Ferrari has unveiled its first fully electric vehicle, a model named Luce, in Italy.
The launch represents a pivotal shift for the brand as it enters the electric mobility market. However, the transition has proven volatile, as the new model diverges from the company's traditional image of luxury sports cars and has displeased both enthusiasts and investors.
Market reaction to the announcement was immediate. The company's share price fell eight percent [1] following the presentation. This downturn reflects investor uncertainty regarding the brand's ability to maintain its prestige while pivoting away from internal combustion engines.
The Luce project was the result of five years [1] of secret development. During this period, Ferrari registered approximately 60 patents [1] to support the new electric architecture. Despite the technical investment, the vehicle's design as an SUV has sparked controversy among fans who associate the brand with low-profile supercars.
Positioning the vehicle at the top of the luxury market, the base price for the electric SUV is approximately $647,000 [2]. This pricing strategy aims to establish the Luce as one of the most expensive SUVs in the world, leveraging the brand's exclusivity to justify the cost of the new technology.
Ferrari has not provided further details on the production volume for the Luce.

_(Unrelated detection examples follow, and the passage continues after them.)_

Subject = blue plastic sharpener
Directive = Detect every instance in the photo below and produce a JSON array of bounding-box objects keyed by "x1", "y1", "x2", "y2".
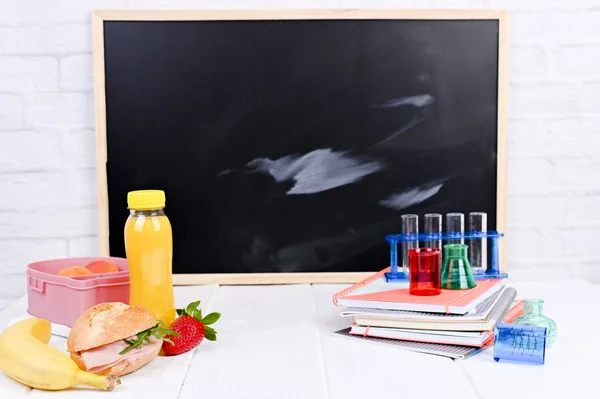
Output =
[{"x1": 494, "y1": 323, "x2": 546, "y2": 364}]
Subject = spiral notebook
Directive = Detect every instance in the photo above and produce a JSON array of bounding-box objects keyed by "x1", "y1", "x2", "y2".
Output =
[
  {"x1": 334, "y1": 301, "x2": 524, "y2": 360},
  {"x1": 335, "y1": 328, "x2": 485, "y2": 360},
  {"x1": 333, "y1": 267, "x2": 506, "y2": 314},
  {"x1": 352, "y1": 287, "x2": 523, "y2": 331}
]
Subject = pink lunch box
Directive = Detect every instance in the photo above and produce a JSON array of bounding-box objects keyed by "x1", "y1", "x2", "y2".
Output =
[{"x1": 27, "y1": 257, "x2": 129, "y2": 328}]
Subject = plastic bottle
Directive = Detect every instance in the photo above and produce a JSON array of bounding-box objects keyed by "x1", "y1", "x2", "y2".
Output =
[{"x1": 125, "y1": 190, "x2": 176, "y2": 326}]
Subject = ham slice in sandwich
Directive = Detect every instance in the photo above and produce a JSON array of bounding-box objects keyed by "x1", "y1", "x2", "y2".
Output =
[{"x1": 67, "y1": 302, "x2": 162, "y2": 376}]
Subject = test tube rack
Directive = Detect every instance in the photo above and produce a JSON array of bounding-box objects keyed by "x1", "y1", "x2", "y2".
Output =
[{"x1": 385, "y1": 230, "x2": 508, "y2": 283}]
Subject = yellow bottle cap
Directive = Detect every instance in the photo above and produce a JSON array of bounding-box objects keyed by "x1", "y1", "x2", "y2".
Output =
[{"x1": 127, "y1": 190, "x2": 165, "y2": 210}]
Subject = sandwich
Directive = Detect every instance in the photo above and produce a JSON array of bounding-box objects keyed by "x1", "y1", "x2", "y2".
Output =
[{"x1": 67, "y1": 302, "x2": 171, "y2": 376}]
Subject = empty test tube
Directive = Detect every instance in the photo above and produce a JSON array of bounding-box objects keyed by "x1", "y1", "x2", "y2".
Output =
[
  {"x1": 423, "y1": 213, "x2": 442, "y2": 249},
  {"x1": 401, "y1": 214, "x2": 419, "y2": 274},
  {"x1": 423, "y1": 213, "x2": 442, "y2": 267},
  {"x1": 446, "y1": 212, "x2": 465, "y2": 244},
  {"x1": 469, "y1": 212, "x2": 487, "y2": 271}
]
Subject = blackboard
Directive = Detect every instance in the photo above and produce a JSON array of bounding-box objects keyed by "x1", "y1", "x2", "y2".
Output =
[{"x1": 94, "y1": 10, "x2": 506, "y2": 284}]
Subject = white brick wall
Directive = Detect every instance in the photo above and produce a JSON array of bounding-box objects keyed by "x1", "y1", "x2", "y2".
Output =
[{"x1": 0, "y1": 0, "x2": 600, "y2": 309}]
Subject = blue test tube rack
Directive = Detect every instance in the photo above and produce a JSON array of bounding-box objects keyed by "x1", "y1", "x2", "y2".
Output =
[{"x1": 385, "y1": 230, "x2": 508, "y2": 283}]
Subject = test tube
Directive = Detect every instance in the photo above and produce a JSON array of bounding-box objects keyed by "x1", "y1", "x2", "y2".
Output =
[
  {"x1": 401, "y1": 214, "x2": 419, "y2": 275},
  {"x1": 469, "y1": 212, "x2": 487, "y2": 271},
  {"x1": 423, "y1": 213, "x2": 442, "y2": 266},
  {"x1": 446, "y1": 212, "x2": 465, "y2": 244},
  {"x1": 423, "y1": 213, "x2": 442, "y2": 249}
]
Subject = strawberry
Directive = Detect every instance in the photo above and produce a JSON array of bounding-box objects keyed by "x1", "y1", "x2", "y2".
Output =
[{"x1": 163, "y1": 301, "x2": 221, "y2": 356}]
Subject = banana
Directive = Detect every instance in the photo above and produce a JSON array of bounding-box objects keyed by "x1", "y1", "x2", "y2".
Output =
[{"x1": 0, "y1": 318, "x2": 121, "y2": 391}]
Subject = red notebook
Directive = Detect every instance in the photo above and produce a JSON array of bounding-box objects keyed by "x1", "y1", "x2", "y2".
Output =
[{"x1": 333, "y1": 268, "x2": 506, "y2": 314}]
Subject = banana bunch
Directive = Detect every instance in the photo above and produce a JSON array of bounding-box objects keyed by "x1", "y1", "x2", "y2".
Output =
[{"x1": 0, "y1": 318, "x2": 121, "y2": 391}]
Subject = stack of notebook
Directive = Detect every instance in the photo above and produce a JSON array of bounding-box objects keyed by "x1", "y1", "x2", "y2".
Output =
[{"x1": 333, "y1": 269, "x2": 523, "y2": 359}]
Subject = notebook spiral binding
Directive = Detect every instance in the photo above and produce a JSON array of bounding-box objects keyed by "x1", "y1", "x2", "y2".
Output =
[{"x1": 333, "y1": 267, "x2": 390, "y2": 306}]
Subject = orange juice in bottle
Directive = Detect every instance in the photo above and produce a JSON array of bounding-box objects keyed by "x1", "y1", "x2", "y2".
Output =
[{"x1": 125, "y1": 190, "x2": 176, "y2": 327}]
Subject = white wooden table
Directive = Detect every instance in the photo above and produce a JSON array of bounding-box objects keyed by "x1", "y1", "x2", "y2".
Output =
[{"x1": 0, "y1": 280, "x2": 600, "y2": 399}]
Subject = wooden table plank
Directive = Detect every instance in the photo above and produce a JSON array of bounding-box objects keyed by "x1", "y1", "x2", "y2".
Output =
[
  {"x1": 180, "y1": 285, "x2": 327, "y2": 399},
  {"x1": 8, "y1": 285, "x2": 218, "y2": 399},
  {"x1": 312, "y1": 285, "x2": 476, "y2": 399},
  {"x1": 457, "y1": 280, "x2": 600, "y2": 399}
]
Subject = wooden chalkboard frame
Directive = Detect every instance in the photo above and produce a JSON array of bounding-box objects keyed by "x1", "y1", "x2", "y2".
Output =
[{"x1": 92, "y1": 9, "x2": 509, "y2": 285}]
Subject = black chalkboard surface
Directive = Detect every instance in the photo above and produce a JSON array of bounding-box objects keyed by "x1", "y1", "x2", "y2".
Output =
[{"x1": 95, "y1": 12, "x2": 506, "y2": 283}]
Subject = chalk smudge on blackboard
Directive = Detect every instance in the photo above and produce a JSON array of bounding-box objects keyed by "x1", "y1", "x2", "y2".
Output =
[
  {"x1": 371, "y1": 114, "x2": 427, "y2": 148},
  {"x1": 241, "y1": 148, "x2": 384, "y2": 195},
  {"x1": 375, "y1": 94, "x2": 435, "y2": 108},
  {"x1": 379, "y1": 183, "x2": 443, "y2": 211}
]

The company continues to balance its legacy of high-performance engines with the global regulatory push toward zero-emission vehicles.
“The company's share price fell eight percent following the presentation.”
Ferrari's move into the electric SUV market highlights the tension between legacy brand identity and the necessity of electrification. By choosing an SUV form factor and a premium price point, Ferrari is attempting to pivot toward a new luxury segment, but the immediate stock drop suggests the market is skeptical of whether an electric utility vehicle can sustain the brand's aura of exclusivity and performance.